I wish this sort of thing would catch on in the U.S. In general I prefer reading on a screen to reading on paper—I appreciate having the ability to search the full text for words and to control the font, the type size, etc. And, since it's not particularly uncommon for me to spend 12 hours a day at the computer, I've invested in a nice setup—a big high-quality LCD screen, ergonomic keyboard and trackball, and a good desk chair—so I'm actually more comfortable sitting at the computer than I am sitting on the sofa or in bed or all of those other places that people say they prefer to read. But I very rarely read true e-books (of the type carried by NetLibrary or ebrary) because the interfaces on them are so awful. Actually, for the longest time I couldn't use ebrary books even if I wanted to, because their proprietary reader didn't work on Linux and I wasn't about to boot into the other side of my dual-boot setup to access their books. (I'm a messy-desktop person—I usually have several dozen Firefox tabs, a dozen or so Thunderbird windows, and half a dozen word processing documents open at once. Closing them all, booting up into Windows, and then going back to Linux and trying to remember what I had open and why and re-opening them all is a pain that I'm only willing to go through for a very small number of things.) I've tried NetLibrary, but I got frustrated at my session timing out and losing my place. I was trying to use a NetLibrary book to write a paper, so I wanted to be able to refer to the book, refer to other stuff, write for awhile, pace around for awhile, and then go back and refer to the book again. No dice—every time I went back I had timed out and I had to start from the beginning to find the book and my page again. Also, at this point the majority of the time when I'm reading a book I'm doing so with an eye towards using an excerpt from the book in one or another anthology that I'm editing for Greenhaven, which means I need to be able to print a copy of the chapter I want to use. Except (at least the last time I tried this) NetLibrary is understandably not so keen about people printing out entire chapters because of the potential for copyright infringement.

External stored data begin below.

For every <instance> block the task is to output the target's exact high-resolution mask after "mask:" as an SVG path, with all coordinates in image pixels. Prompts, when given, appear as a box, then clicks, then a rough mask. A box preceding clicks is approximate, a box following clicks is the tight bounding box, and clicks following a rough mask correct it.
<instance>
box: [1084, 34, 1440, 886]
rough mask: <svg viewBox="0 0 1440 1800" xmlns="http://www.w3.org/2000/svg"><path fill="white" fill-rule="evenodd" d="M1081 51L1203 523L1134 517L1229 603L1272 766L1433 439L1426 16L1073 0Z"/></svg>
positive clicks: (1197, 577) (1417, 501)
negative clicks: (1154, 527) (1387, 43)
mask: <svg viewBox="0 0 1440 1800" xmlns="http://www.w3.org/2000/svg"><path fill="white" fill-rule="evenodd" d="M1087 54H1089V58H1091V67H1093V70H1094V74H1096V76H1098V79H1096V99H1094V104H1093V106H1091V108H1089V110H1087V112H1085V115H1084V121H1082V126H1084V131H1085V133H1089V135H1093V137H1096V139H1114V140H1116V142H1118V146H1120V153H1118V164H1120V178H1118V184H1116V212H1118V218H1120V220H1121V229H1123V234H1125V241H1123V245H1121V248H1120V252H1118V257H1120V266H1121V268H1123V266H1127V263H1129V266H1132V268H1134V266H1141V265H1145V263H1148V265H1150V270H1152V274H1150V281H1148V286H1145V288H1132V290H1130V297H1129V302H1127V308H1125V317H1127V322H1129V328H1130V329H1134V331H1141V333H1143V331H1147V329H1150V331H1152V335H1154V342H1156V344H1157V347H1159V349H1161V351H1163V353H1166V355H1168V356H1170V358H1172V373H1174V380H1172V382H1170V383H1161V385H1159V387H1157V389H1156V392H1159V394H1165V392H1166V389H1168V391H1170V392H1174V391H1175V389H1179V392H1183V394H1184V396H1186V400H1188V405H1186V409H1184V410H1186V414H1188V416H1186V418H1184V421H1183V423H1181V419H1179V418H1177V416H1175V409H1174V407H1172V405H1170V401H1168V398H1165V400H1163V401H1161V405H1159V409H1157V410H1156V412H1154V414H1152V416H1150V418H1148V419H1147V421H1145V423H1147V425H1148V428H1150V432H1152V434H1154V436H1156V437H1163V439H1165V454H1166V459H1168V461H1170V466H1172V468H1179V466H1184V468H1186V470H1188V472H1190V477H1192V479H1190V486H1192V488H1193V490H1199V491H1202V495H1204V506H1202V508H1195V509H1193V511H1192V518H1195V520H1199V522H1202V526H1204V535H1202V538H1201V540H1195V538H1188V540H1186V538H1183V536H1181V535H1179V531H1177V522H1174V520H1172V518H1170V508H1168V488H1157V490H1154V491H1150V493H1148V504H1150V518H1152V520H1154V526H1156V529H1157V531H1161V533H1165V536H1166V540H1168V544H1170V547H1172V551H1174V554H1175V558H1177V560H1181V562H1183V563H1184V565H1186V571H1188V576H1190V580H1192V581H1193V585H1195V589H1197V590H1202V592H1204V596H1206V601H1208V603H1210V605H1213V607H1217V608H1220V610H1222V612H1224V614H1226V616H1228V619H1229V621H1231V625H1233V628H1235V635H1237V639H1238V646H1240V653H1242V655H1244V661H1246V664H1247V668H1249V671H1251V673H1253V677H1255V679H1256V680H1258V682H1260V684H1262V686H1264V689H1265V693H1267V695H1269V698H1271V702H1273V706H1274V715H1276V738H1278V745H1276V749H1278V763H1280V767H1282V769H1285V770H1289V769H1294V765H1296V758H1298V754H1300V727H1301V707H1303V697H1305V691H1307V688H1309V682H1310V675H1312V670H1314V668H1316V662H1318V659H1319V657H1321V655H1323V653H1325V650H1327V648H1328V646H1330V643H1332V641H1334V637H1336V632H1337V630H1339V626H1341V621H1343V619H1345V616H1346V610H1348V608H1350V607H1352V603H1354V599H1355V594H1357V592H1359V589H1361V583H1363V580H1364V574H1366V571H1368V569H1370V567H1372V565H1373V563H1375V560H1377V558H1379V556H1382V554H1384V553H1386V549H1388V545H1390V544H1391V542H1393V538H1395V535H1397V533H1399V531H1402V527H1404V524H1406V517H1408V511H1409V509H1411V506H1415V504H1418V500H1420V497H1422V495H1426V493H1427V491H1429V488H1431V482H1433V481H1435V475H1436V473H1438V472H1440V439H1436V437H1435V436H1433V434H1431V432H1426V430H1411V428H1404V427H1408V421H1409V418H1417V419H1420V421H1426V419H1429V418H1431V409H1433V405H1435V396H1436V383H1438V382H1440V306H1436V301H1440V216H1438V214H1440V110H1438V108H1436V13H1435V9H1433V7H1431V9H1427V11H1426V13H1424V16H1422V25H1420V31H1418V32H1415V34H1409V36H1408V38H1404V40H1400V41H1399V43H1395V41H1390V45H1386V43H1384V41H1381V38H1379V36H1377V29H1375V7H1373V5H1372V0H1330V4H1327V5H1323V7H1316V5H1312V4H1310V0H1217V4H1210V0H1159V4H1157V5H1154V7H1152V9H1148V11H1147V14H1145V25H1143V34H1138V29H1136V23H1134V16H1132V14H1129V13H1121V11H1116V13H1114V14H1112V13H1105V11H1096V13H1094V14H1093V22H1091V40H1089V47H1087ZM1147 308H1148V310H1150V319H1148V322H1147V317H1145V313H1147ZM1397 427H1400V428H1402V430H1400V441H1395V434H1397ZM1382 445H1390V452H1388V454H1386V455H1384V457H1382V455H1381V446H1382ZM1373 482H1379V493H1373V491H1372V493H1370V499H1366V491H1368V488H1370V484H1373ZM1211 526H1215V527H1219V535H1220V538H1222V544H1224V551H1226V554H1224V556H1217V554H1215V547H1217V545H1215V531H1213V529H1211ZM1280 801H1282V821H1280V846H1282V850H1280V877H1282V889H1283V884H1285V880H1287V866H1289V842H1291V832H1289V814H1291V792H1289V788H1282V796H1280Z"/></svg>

But my point is, these aren't problems with e-books per se; they're problems with the current e-book interfaces. Unfortunately, I don't know what it's going to take to convince the e-book vendors to either improve their proprietary readers or to serve books in plain old let-me-do-what-I-want-with-it HTML. *sigh* Maybe I should just move to Japan.

Sunday, September 2, 2007

More Holiday Weekend Reading

I've had the June 2007 issue of Webology open in a Firefox tab since, oh, June or so, because it had a couple of articles on folksonomies and ontologies that I intended to read and blog about. Today I finally got around to reading them . . . and I have nothing to say about them except, read them. There's nothing too surprising in either of them, but they're still worth a look.

Saturday, September 1, 2007

Speaking of Economists and Libraries....

This article on how patients would get more accurate diagnoses if doctors used computer algorithms rather than their own “clinical judgment” has been getting some attention on econ blogs.

What does this have to do with libraries? Read the debate that's been raging on the NCG4LIB listserv about the potential that a well-coded algorithm using Bayesian inference could possibly do authority control work as well as if not better than human catalogers, and ponder how much the catalogers who decry this possibility might have in common with the doctors discussed in the article.

Link Roundup

An interview with the man behind Google Scholar. (Hat tip:

How many books should you start?, by Tyler Cowen, who is on the economics faculty at George Mason University. More LIS folks should read econ blogs like Marginal Revolution. One of the big movements in economics right now is behavioral economics—drawing on both psychology and economics to understand why people do what they do with the resources they control, including their time. I think that if more LIS folks understood the incentives that people respond to, they'd have an easier time designing services that get used and selling their services to their funding authorities.